When you begin to believe that the objects in your program are real, you try to express your problem using more objects. Classes are like kipple. They proliferate all the time. You add classes, then you add classes to create classes, then you add some base class to derive classes, then you try to fix these problems with patterns, and so on.

But this whole enterprise doesn’t have anything to do with the real tools we have. Our tools are processors, memory, disks, screens, printers, etc. When we detach the problem from these basics, it doesn’t become more solvable. We only create an ideal version of our understanding that requires additional attention to teach others, to document, etc.

It’s true that we need abstractions over the tools—we cannot just read bytes from disk, process in CPU, and print to screen. These all must be abstracted. But in my experience, OOP is not a good way to abstract these tools. Instead, it tries to abstract the problem at hand in an arbitrary way that is supposed to solve the problem. Yet this solution itself becomes a problem that must be fit onto the ground.

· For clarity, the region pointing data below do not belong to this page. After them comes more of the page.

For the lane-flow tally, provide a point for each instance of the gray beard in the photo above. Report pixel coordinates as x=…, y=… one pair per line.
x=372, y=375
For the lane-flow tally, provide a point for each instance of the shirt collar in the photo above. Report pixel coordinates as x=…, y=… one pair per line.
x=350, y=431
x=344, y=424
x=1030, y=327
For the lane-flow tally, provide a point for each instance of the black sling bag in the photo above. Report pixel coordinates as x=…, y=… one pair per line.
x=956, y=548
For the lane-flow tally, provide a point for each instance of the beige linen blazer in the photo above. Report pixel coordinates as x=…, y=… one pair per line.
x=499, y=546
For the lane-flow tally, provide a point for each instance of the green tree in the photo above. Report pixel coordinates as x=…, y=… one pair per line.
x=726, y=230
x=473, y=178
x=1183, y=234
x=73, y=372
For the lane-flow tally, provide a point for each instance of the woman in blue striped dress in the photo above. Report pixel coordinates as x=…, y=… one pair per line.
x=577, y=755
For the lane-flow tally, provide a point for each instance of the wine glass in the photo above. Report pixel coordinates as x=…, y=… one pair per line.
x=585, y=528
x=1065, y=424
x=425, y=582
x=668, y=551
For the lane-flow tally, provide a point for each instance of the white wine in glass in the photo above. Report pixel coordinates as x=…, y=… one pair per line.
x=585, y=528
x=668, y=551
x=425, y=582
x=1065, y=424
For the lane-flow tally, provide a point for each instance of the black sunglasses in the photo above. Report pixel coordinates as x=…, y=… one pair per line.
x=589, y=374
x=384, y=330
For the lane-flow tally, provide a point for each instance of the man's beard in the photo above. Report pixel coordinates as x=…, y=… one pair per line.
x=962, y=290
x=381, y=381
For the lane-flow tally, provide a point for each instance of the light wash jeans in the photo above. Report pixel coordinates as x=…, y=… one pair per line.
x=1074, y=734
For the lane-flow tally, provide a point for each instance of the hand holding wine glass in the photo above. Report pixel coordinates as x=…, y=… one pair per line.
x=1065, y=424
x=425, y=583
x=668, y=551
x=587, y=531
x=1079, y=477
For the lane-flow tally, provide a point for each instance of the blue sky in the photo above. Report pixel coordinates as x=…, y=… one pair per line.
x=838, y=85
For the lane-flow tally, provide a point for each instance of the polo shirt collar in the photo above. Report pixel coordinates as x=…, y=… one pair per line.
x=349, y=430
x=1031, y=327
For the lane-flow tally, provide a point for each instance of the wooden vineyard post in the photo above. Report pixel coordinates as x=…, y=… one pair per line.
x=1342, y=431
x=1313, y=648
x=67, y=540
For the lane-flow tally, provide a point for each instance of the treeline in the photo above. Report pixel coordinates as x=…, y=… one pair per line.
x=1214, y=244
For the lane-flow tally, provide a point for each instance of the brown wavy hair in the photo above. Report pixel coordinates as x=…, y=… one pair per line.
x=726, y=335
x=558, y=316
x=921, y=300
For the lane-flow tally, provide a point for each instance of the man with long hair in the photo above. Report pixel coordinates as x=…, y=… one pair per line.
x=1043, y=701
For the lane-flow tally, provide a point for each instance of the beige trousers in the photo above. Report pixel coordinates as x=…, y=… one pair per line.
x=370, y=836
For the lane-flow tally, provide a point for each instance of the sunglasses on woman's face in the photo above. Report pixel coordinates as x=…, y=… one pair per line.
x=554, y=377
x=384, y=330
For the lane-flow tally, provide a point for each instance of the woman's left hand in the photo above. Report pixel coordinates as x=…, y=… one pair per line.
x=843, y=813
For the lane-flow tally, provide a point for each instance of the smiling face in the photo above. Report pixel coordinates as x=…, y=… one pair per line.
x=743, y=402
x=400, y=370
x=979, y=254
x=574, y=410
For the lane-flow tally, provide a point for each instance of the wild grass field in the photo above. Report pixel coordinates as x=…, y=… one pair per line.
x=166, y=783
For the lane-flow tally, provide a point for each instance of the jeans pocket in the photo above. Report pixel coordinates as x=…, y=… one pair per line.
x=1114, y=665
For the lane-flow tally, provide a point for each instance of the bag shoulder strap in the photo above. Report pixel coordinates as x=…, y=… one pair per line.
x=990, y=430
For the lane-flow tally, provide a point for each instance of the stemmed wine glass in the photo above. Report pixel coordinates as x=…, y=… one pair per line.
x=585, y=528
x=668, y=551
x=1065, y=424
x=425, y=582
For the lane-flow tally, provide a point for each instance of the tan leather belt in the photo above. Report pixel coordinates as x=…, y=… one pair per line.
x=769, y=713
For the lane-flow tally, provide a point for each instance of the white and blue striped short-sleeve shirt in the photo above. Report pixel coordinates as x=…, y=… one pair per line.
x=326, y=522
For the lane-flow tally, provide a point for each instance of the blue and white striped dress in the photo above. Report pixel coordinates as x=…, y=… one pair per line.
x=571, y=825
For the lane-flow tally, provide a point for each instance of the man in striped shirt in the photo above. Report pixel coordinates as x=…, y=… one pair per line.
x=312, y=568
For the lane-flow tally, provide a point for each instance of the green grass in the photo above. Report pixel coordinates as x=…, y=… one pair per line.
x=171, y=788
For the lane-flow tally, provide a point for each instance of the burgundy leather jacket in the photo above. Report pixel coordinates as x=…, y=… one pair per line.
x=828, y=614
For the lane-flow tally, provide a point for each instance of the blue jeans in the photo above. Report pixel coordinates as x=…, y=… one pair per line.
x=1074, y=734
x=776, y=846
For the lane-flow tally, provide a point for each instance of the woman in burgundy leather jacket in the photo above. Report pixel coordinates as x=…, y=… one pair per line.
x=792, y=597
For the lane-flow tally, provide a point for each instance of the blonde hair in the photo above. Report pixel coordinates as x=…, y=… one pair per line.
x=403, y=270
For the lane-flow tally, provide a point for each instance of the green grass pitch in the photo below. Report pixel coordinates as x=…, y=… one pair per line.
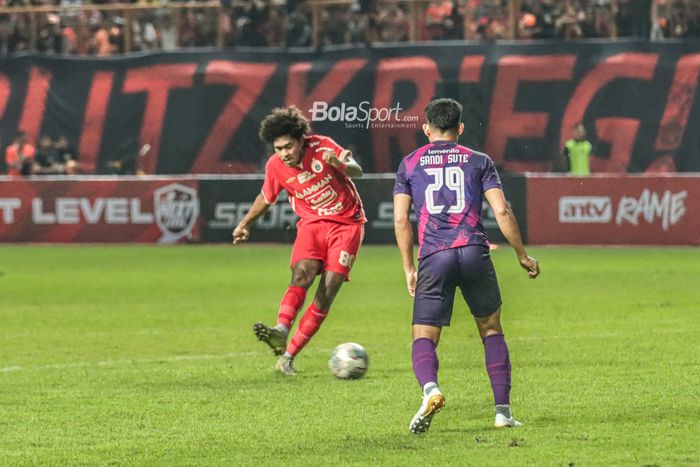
x=144, y=356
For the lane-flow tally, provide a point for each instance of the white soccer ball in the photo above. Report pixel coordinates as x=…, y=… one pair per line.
x=349, y=361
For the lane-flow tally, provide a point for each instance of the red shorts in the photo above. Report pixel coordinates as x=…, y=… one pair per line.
x=335, y=244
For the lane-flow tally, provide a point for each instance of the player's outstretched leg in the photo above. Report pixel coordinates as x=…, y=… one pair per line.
x=425, y=367
x=498, y=368
x=275, y=337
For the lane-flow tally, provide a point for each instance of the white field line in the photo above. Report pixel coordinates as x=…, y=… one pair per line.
x=103, y=363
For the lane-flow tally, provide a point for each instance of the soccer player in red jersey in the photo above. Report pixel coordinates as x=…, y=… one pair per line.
x=316, y=174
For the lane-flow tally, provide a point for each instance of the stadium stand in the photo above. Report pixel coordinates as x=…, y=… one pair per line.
x=106, y=28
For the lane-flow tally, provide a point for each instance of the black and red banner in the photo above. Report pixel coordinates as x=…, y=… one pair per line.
x=198, y=112
x=614, y=210
x=85, y=210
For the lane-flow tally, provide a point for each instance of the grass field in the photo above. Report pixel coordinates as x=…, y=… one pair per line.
x=145, y=356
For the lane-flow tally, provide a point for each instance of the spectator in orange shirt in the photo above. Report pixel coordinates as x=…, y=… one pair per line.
x=19, y=156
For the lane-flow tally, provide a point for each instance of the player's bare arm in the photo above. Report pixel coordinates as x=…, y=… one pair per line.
x=509, y=227
x=404, y=239
x=343, y=161
x=242, y=230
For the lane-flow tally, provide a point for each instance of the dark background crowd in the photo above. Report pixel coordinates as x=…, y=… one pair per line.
x=105, y=28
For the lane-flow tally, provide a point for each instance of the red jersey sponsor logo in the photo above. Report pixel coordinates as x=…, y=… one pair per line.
x=317, y=190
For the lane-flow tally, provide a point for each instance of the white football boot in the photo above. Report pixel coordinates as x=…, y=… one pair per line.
x=285, y=364
x=433, y=402
x=504, y=418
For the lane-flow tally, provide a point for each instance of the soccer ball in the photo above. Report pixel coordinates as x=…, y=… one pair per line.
x=349, y=361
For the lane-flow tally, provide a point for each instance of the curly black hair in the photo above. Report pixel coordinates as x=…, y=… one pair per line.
x=445, y=114
x=284, y=121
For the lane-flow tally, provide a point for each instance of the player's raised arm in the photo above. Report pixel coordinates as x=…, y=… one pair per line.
x=404, y=238
x=343, y=161
x=509, y=227
x=242, y=230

Databases and ORMs are good examples of this. Databases and Entity-Relationship theory are well-understood abstractions. We know how to use them across multiple CPUs, multiple disks, and multiple machines across multiple continents. ORMs are not like this; they are supposed to correspond to databases and provide that cozy object-oriented feeling. However, any system that depends on ORMs learns that these are not identical to databases. They don’t have the same capabilities and performance, and over the long run, depending on an ORM causes more problems than just writing SQL queries. Because an ORM does not consider the tools we have and their limitations, it tries to fit an idealistic world view onto databases. When it doesn’t scale, we think this performance degradation is natural.

No, it’s not natural. When your models load whole rows from billions of records just to access a single field for a calculation, you deplete the cache space quickly, and it doesn’t scale. OOP might just be an educational tool, but even in this regard, I believe it causes most of the brain damage we see in enterprise software.